Press Release

Stuart Morgan memorial display at Tate Modern

As a tribute to Stuart Morgan, writer, teacher and curator, who died in August 2002, aged 54, Tate Modern is presenting a memorial display in History/Memory/Society on Level 5 of works by those artists who were presented by Stuart Morgan and co-curator Frances Morris in the 1995 Tate Gallery exhibition Rites of Passage, Art for the End of the Century.

The memorial display, curated by Frances Morris, brings together photographs by John Coplans, an installation by Louise Bourgeois, sculpture by Miroslaw Balka and Mona Hatoum, works on paper by Robert Gober, and a small sculpture by Pepe Espaliu, which was given to Stuart Morgan by the artist and has entered the Tate Collection in his memory.

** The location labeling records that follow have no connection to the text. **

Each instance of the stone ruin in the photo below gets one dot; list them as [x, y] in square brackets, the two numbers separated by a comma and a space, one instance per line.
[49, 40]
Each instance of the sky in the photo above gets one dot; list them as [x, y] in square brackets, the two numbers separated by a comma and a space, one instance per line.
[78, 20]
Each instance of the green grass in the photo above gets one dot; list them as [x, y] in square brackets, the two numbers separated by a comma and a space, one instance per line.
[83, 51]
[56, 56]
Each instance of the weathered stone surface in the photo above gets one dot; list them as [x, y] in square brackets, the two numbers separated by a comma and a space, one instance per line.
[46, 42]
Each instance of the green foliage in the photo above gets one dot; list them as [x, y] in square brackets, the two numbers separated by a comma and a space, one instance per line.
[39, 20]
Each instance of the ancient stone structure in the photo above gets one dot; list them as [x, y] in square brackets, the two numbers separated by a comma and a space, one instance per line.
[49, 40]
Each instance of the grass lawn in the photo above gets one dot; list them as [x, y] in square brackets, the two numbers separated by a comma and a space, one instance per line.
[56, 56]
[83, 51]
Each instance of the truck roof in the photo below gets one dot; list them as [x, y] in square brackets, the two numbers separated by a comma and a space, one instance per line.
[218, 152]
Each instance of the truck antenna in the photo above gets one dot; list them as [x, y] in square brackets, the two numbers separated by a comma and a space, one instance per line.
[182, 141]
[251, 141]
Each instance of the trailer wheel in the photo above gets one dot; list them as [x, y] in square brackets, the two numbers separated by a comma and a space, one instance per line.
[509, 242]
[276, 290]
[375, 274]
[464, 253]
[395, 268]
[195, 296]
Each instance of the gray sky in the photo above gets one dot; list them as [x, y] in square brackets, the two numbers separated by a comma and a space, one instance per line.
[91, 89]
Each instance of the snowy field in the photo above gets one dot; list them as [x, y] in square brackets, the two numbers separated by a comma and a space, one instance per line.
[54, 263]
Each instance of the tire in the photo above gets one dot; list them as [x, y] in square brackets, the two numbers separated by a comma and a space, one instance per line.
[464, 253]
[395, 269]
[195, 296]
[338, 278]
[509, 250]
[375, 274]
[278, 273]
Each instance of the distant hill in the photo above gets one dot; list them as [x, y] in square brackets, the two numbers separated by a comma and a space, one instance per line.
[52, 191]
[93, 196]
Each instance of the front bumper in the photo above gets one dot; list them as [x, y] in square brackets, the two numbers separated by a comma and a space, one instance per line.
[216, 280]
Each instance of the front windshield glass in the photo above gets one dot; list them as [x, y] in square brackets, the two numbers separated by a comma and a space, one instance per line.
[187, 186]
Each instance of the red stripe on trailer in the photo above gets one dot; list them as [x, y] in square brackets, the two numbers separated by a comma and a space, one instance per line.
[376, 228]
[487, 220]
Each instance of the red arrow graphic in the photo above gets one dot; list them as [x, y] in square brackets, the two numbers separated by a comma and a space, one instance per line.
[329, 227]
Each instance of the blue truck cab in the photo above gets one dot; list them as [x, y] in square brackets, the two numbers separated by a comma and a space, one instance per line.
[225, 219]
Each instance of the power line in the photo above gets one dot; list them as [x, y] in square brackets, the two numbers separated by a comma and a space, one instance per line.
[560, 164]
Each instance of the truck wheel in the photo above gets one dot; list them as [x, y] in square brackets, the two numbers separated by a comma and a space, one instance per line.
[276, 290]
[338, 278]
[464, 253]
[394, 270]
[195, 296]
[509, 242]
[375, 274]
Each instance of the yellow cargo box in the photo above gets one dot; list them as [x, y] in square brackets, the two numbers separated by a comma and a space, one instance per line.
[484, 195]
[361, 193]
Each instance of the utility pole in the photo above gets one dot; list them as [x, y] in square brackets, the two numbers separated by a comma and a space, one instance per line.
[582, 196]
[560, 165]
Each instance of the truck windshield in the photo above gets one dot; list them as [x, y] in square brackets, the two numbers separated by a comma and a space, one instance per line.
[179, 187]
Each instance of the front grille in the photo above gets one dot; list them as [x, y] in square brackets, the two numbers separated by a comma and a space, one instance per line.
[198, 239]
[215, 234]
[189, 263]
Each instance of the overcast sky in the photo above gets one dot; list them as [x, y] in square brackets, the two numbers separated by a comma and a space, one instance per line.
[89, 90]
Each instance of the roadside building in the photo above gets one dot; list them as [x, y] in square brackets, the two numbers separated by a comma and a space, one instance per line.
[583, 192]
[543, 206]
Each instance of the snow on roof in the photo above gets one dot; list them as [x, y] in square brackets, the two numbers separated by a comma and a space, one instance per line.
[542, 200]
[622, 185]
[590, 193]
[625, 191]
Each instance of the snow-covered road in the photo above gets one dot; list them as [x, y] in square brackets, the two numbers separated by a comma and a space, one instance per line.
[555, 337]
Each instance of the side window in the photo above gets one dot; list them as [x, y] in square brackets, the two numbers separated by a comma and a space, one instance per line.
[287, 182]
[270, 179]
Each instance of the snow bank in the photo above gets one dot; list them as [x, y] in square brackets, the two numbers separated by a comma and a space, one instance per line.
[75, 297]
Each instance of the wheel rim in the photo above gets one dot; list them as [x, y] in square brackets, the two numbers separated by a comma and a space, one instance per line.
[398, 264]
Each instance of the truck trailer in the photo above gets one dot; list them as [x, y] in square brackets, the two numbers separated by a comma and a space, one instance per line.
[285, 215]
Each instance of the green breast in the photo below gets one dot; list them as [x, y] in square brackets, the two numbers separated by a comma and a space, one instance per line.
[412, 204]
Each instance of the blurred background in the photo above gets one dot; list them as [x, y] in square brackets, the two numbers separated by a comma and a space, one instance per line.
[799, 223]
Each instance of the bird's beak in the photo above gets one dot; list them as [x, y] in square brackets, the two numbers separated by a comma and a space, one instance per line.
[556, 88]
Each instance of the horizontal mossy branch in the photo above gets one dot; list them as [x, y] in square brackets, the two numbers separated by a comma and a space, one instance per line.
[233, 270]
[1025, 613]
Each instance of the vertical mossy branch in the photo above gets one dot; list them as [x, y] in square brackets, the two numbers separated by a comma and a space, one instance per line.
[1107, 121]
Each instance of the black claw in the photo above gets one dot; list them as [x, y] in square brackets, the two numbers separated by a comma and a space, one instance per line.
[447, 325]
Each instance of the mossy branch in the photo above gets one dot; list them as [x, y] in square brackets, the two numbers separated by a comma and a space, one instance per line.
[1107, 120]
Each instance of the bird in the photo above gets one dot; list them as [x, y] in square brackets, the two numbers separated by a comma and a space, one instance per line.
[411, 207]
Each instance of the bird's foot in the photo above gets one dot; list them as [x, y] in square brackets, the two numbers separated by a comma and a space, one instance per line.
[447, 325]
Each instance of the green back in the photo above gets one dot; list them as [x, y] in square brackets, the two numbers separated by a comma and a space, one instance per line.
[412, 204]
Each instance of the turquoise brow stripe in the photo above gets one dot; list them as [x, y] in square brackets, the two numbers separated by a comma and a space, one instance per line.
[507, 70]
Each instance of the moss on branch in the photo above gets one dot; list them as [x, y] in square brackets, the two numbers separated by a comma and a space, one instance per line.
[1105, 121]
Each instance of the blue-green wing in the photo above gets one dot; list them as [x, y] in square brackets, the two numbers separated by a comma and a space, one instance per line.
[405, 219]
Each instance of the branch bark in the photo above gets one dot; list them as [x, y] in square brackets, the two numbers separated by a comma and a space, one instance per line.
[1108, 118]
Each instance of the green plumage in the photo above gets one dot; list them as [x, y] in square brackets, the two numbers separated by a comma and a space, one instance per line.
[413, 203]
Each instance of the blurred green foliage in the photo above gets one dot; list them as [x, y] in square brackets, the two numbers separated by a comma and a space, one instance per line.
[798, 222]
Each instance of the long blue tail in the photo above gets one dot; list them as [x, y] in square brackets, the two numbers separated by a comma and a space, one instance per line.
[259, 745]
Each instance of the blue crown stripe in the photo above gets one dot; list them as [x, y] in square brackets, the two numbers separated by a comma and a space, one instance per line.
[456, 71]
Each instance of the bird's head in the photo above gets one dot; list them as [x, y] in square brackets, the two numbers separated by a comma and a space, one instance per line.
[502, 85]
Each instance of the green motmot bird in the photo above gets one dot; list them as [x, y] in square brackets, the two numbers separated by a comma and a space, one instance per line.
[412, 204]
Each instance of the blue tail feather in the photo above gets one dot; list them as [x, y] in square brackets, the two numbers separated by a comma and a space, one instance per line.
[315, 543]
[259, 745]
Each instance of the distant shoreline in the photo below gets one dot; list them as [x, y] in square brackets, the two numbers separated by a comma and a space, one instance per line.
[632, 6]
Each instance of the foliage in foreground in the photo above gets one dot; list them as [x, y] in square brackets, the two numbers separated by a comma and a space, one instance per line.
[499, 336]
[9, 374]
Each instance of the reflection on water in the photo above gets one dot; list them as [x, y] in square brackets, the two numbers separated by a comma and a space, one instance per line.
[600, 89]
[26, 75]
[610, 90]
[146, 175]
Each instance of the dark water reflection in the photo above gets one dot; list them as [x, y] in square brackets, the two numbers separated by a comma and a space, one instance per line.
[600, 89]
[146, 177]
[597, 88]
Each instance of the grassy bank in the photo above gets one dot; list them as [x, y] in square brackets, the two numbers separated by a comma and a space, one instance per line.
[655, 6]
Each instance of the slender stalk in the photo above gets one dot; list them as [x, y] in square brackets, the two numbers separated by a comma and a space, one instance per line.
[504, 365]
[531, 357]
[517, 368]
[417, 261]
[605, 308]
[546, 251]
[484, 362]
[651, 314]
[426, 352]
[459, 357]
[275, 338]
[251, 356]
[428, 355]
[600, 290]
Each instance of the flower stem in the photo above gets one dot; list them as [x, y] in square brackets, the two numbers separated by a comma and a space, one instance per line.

Rites of Passage, Art for the End of the Century was intended as a demonstration of art’s capacity to confront and mediate life experiences, and evoked sensibilities and tendencies that were widespread in the art of the 1980s and 1990s. It was typical of Morgan that Rites of Passage created a dialogue between artists from different generations and between works in different media. An installation by the late Joseph Beuys lay at the heart of the show, rooting the experience of other work into a meditation on the body, autobiography, faith and trauma. The exhibition included works by other well-known senior artists such as Louise Bourgeois and John Coplans and younger artists such as Hamad Butt and Pepe Espaliu who had both recently died from Aids. Several artists were given prominent exposure for the first time.

Stuart Morgan is best known for his erudite and passionate texts on art and artists. He wove together an amazing breath of knowledge and thought - from philosophy, literature, as well as his experiences and observations of life - into countless essays, catalogue texts and reviews published throughout the 1980s and 1990s, predominantly in Artscribe (which he edited from 1988-1989), Artforum and Frieze. The selection brought together in What the Butler Saw, 1996 are a joy to read in their combination of irreverence, acute observation and tantalising speculation. A second selection of writings will be published early in 2003.

As a champion of the young and the overlooked Morgan was one of the first writers to engage with the emerging talents of Rachel Whiteread and Damien Hirst, as well as leading the reassessment of senior figures such as Louise Bourgeois and John Coplans. Morgan will also be remembered by his students as a vibrant, incisive and often mischievous teacher and mentor.